Tech leaders in Asia are warning that risks from ongoing trade tensions are broadening, accelerating the fragmentation of the global industry and threatening collaboration in key research areas.
China and the US announced face-to-face negotiations will be held in the coming weeks, but the prospects for a quick resolution to the trade conflict look slim. Some tech companies are seeing weakening sales and their competitive edge erode, pushing players to radically overhaul supply chains. Such splintering may now extend to other areas, including critical fields like artificial intelligence, in which the pair of global superpowers lead.
“The risk of the tension of the nature we see between the US and China – the two largest economies – is that we may end up with a global economy that’s fragmented and supply chains that are fractured,” said Singapore’s Communications and Information Minister S Iswaran. “That supply chain and fragmentation pertains to markets, investment flows and cooperation in terms of technology as well.”
The minister was speaking at Bloomberg’s Sooner Than You Think technology conference in Singapore yesterday, an event that featured representatives from US tech giants including Microsoft Corp, International Business Machines Corp as well as Chinese artificial intelligence pioneer SenseTime Group Ltd.
Ongoing trade tensions have been particularly hard on the tech players in both the US and China. Tariffs have made it more difficult to win business, eroding the competitiveness of American companies in China. US tariffs on roughly $110bn worth of consumer imports from China went into effect at the beginning of this month, drawing retaliation from Beijing.
The trade war “makes it very difficult for us to do business in China,” said Kevin Lyman, chief executive officer of Enlitic Inc, a medical AI company.
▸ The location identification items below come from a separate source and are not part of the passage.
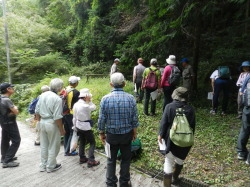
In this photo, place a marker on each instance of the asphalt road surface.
(72, 174)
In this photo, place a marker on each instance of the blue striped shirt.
(118, 113)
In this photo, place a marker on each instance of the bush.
(38, 68)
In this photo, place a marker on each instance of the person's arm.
(102, 122)
(164, 123)
(60, 126)
(134, 75)
(135, 121)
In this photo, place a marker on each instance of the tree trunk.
(247, 15)
(196, 50)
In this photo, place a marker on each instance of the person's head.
(184, 62)
(153, 62)
(140, 61)
(45, 88)
(117, 60)
(117, 80)
(171, 60)
(245, 66)
(180, 94)
(73, 81)
(84, 93)
(56, 85)
(7, 88)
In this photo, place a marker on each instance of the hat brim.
(170, 62)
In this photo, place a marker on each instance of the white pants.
(170, 159)
(49, 143)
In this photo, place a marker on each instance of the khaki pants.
(50, 143)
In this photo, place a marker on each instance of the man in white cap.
(83, 125)
(114, 66)
(137, 79)
(72, 98)
(117, 123)
(168, 87)
(10, 132)
(154, 85)
(44, 88)
(49, 113)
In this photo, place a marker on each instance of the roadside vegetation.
(213, 158)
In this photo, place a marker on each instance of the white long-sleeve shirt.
(82, 112)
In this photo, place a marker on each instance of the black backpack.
(175, 75)
(151, 81)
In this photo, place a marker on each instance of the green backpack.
(181, 134)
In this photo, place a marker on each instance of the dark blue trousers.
(10, 133)
(122, 142)
(68, 124)
(244, 134)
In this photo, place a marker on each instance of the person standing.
(117, 123)
(168, 88)
(44, 88)
(219, 84)
(245, 72)
(83, 124)
(114, 67)
(137, 79)
(49, 112)
(175, 155)
(72, 98)
(187, 74)
(10, 131)
(241, 148)
(148, 91)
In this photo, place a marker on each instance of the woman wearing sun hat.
(245, 72)
(83, 124)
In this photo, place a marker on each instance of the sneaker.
(74, 153)
(14, 158)
(213, 112)
(241, 156)
(83, 160)
(93, 163)
(10, 164)
(57, 167)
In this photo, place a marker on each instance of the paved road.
(72, 174)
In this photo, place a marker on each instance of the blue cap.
(184, 60)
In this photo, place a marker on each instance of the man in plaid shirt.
(117, 123)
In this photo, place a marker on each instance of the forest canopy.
(52, 36)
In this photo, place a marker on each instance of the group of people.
(61, 112)
(140, 74)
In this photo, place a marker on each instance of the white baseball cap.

He said the company works with hospitals, insurance brokers and other local organizations to deliver its services but trade tensions had made it harder to continue working with some of these partners in China.
In May, Washington added Huawei Technologies Co to an entity list that curbed the Chinese tech giant’s ability to sell equipment in the US and prohibited it from purchasing components from American suppliers. This move is also a blow to American suppliers, who are seeing their market share dip as they miss out on sales opportunities in China.
“I think the US-China issues are more than the trade war issues. Fundamentally they are issues of technology. I think 5G and IOT (internet of things) is important because, not just from an economic standpoint but from the military complex, dominance in those technologies is a game changer, so I think that’s a source of tension,” Piyush Gupta, CEO of DBS Group Holdings Ltd, told Bloomberg TV.
The harsher business environment is also pushing tech companies on both sides to re-evaluate their operations, giving rise to a splintering of supply chains - into one that serves customers inside China, and another one outside of China that’s serves American customers. 
US President Donald Trump has even taken to Twitter to order multinational companies out of China.
“We continue to push for free trade,” said Harriet Green, CEO of IBM Asia Pacific, adding that her business depends on the movement of technology and people. Open global trade is also important in developing the future of AI, cloud and blockchain technologies, she said.
Many American companies that have spent decades wading deeper into the world’s most populous country in search of new markets, now face the prospect of losing hard-won market share in China to rivals from Europe, Asia - as well as from Chinese companies whose increasing sophistication means that in some cases they now offer viable alternatives to foreign tech products.
As a result of the trade war, many Chinese tech firms are developing their own alternatives to certain American technologies like semiconductors, said Xu Li, CEO of Chinese AI leader Sensetime. For the past two years, his company has been developing its own tailored chips for applications like healthcare and autonomous driving to rival more general-purpose chips from American companies like Nvidia Corp.
Still, Sensetime aims to create a platform for idea exchange and collaboration internationally because that’s where “technology breakthroughs” come from. The company is focusing on partnerships with academic institutions that bridge “East and West,” he said.
The disconnect is particularly acute in emerging technologies, where a tussle for leadership in areas like artificial intelligence and advanced computing underpins US-China trade tensions. The backlash has prompted concerns over the technological setbacks that could result from a pullback in global collaboration, and has led to calls for more cooperation, not less. “No country has the resources and technologies it needs” to tackle the coming technology wave, said Tom Mitchell of the school of computer science at Carnegie Mellon University, at the World AI Conference in Shanghai last week. “We must have global cooperation in AI.”
“I don’t think anyone wins a trade war in the end,” said David Kenny, CEO of ratings and consumer tracking company Nielsen Holdings Plc, which operates in more than a hundred countries. “The uncertainty does cause investment levels to come down.”
He said AI models improve with more global data and without the ability to share data across borders makes all the algorithms less effective. “Those who share globally are going to beat any individual countries’ initiatives,” he said.